“I passed the whole strength of sixty cups through it to show you its action. Ordinarily, with one or two carbon cells, and refining the current by triple induction, the temperature is barely blood-warm.”

“Pardon an interruption,” said Ronald. “You spoke of liquid carbon; does it exist?”

“Yes; here is some in this phial. See it—how pure, how transparent! how it loves and hoards the light!” The old man held the phial up as he spoke, and turned it round and round. “See how it flashes! No wonder, for it is the diamond, liquid and uncrystallized. Think how these fools of men have called diamonds precious above all gems through these many weary years, and showered them on their kings, or tossed them to their mistresses’ feet, never dreaming that the silly stone they lauded was inert, crystallized life!”

“Can’t you crystallize diamonds yourself?” asked Wyde, “and make Freiberg a Golconda and yourself a Crœsus?”

“It could be done, after the lapse of thousands of years,” replied Herr Lebensfunke. “Place undiluted liquid carbon in that inner globe, keep the coil at a white heat, and if Adam had started the process, his heir-at-law would have a koh-i-noor to-day, and a nice lawsuit for its possession.”

Ronald Wyde bent toward the globe once more and examined the throbbing mass closely, whistling softly meanwhile.

“If you can create this cellular life, why not develop it still higher into an organism?”

“Because I can only create life—not soul.
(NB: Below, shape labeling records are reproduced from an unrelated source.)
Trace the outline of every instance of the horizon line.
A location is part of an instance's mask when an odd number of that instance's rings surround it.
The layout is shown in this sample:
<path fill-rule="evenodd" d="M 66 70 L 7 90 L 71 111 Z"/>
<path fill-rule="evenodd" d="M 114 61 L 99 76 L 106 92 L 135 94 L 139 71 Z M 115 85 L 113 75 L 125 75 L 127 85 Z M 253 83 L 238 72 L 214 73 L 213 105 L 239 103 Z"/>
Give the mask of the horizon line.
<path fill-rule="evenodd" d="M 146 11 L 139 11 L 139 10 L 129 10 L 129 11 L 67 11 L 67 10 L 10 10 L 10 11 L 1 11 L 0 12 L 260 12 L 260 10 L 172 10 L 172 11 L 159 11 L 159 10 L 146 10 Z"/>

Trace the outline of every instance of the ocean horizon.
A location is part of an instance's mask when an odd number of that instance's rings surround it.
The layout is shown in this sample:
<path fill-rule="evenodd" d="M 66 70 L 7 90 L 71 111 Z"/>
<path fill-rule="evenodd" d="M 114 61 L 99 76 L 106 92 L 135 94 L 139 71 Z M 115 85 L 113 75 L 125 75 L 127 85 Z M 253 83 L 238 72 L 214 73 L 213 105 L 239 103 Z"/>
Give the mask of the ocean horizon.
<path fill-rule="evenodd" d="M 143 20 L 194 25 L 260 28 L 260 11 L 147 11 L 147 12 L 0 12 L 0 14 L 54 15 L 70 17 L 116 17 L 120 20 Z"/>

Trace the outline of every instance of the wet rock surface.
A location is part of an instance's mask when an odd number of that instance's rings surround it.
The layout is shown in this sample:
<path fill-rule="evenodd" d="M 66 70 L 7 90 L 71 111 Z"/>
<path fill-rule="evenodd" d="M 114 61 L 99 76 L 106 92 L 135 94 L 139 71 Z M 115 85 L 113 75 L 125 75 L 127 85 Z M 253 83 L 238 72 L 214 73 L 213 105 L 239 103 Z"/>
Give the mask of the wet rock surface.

Years ago I was a freethinker, now my discoveries have made me a deist; for I found that my cells, living as they were, and possessing undoubted parietal circulation, were not germs; and though they might cluster into a bulk like this, as bubbles do to form froth, to evolve an animal or plant from them was far beyond me; that needs what we call soul. But, in searching blindly for this higher power, I grasped a greater discovery than any I had hoped for—the power to isolate life from its bodily organism.”

“You have to keep the bottle carefully corked, I should imagine,” laughed Ronald.

“Not quite,” said Herr Lebensfunke, joining in the laugh. “Life is not glue. My grand discovery is the life-magnet.”